I need a bit of help thinking this out and finding the best way to handle this. Any suggestions on how I should attempt this are appreciate! Thank you in advanced!

 

So I have a data set with 3 variables, ID - lab name - lab result. Not all the results are numeric and this lab result variable is a character variable (so is the lab name variable). Every ID has many lab names. There are only 70 ID's but over 56,000 labs and about 500 different labs within this group .

 

 

In the end I want to have a table where the average result in each lab test is shown per ID. So I know i need to drop the results that have numeric variables.

 

I feel there are a 100 ways I can proceed.

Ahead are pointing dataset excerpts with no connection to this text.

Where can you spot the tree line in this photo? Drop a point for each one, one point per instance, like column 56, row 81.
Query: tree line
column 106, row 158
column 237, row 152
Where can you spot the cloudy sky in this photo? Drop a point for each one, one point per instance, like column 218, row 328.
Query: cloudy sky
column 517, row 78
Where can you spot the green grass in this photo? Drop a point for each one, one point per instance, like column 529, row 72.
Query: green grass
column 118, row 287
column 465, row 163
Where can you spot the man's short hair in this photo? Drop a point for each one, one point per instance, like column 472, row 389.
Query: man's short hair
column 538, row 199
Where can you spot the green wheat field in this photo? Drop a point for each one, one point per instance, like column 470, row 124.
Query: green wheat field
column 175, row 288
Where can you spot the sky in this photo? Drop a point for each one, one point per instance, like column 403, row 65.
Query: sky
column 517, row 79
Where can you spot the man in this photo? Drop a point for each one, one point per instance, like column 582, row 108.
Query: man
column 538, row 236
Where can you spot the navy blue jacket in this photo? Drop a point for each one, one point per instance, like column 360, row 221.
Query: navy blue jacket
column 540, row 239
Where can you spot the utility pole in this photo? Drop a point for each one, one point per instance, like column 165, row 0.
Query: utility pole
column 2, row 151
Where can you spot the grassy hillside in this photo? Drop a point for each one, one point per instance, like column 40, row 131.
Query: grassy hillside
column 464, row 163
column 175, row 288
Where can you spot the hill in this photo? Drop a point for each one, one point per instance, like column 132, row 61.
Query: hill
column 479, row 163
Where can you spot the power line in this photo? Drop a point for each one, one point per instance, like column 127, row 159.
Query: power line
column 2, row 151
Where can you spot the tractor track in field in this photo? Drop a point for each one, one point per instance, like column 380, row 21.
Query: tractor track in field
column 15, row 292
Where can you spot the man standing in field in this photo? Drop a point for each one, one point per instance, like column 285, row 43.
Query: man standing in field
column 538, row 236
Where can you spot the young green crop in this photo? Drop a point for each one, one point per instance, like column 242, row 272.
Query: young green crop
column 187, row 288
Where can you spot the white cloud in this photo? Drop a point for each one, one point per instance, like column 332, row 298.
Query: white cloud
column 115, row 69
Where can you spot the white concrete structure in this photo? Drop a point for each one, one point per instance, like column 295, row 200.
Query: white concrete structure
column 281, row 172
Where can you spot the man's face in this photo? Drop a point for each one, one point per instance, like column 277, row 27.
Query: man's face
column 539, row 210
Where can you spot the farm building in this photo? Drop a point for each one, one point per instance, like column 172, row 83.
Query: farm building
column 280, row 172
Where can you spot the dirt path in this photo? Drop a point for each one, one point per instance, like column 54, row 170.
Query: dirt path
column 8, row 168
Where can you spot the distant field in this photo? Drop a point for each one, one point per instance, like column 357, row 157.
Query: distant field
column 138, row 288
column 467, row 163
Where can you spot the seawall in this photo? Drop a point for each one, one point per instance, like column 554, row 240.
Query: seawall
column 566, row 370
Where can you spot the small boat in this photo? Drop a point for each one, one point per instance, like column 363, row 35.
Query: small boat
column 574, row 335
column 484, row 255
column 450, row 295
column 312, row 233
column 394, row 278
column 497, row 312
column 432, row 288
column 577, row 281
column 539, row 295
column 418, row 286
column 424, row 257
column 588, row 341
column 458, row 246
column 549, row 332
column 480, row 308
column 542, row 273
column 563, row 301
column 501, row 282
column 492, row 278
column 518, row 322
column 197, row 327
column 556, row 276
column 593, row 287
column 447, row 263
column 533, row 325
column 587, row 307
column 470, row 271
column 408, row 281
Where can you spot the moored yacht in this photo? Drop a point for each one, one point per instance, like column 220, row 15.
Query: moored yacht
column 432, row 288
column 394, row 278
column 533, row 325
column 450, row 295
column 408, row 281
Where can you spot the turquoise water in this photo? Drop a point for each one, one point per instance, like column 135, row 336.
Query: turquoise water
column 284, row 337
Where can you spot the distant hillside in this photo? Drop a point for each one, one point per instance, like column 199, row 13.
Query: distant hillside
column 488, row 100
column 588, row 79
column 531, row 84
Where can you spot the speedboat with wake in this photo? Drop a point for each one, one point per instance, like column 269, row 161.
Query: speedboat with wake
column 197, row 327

I know have to find a way to sort through the results, and keep only those that are numeric.

I want to transpose the data, but so far this hasn't worked.

I'm thinking of writing a macro where I would feed it the ID's and have it run and gather all the test results for that ID. However I think I might be making this too complicated.

 

Any suggestions would be super appreciated! Thank You


I'm having a super hard time following this...please post sample data and output to illustrate what you want. It doesn't have to be real data, but data that illustrates your problem. 

 

If you need to do the same thing multiple times, the usual method is a BY or CLASS statement with PROC MEANS but it seems like you also need to add some data cleaning steps to get the data to a form that works for you first. 

 

I highly suggest posting what you have and what you want and we can suggest the various methods, sometimes we disagree on the best methods on here 🙂

 

A quick example of one way of calculating statistics per group:

proc sql;
create table want as 
select *, mean(weight) as weight_by_sex
from sashelp.class
group by sex
order by name;
quit;

 

Curly
Fluorite | Level 6
I added a few tables the type of data I am looking at.
Also thank you for your suggestion. I'm pretty new to sas, I have seen the class command, but I will definitely look more into it. I think it can be useful!
Astounding
PROC Star

Here's one approach.

 

Create a numeric variable holding the lab result, when that is possible:

 

numeric_result = input(lab_result, ??12.);

 

At this point, the lazy way would be to compute means of the numeric variable.  But an intermediate step would normally be appropriate:

 

proc freq data=converted;

where numeric_result=.;

tables lab_result;

run;

 

This shows all the lab results that could not be converted directly to numeric.  You may see patterns there that could be used (such as ignoring units of measure after a numeric value).

 

Once you have computed as many numeric values as possible, then generate the mean values.

ballardw
Super User

@Curly wrote:

 

In the end I want to have a table where the average result in each lab test is shown per ID. So I know i need to drop the results that have numeric variables.

 


I have to say that this statement is very confusing. If you drop numeric values what dos is mean to have an "average result"?

Perhaps you mean something like a MODE, the most common count of the non-numeric values?

 

Example data, input and out for the input, goes a long way to clarifying meaning.

Curly
Fluorite | Level 6
So sorry about the typo. I mean to drop the results that appear as characters, and keep all the results that are numeric. Thank you for that!
Reeza
Super User

It looks to be test issue. Certain tests report numbers, others report text. Ideally you'd know which was which, but it's not difficult to approximate this. 

 

 

data numeric;
set have;

result_number  = input(labresults, ?? best12.);

run;

proc means data=numeric noprint nway; 
class id labname;
var result_number;
output out=summary mean(result_number) = average;
run;

 

Then transpose the result to the shown format - PROC TRANSPOSE. The variables without a numeric value will sort of filter themselves out. Or you can explicitly extract those results by adding a WHERE to the PROC MEANS to exclude missing data.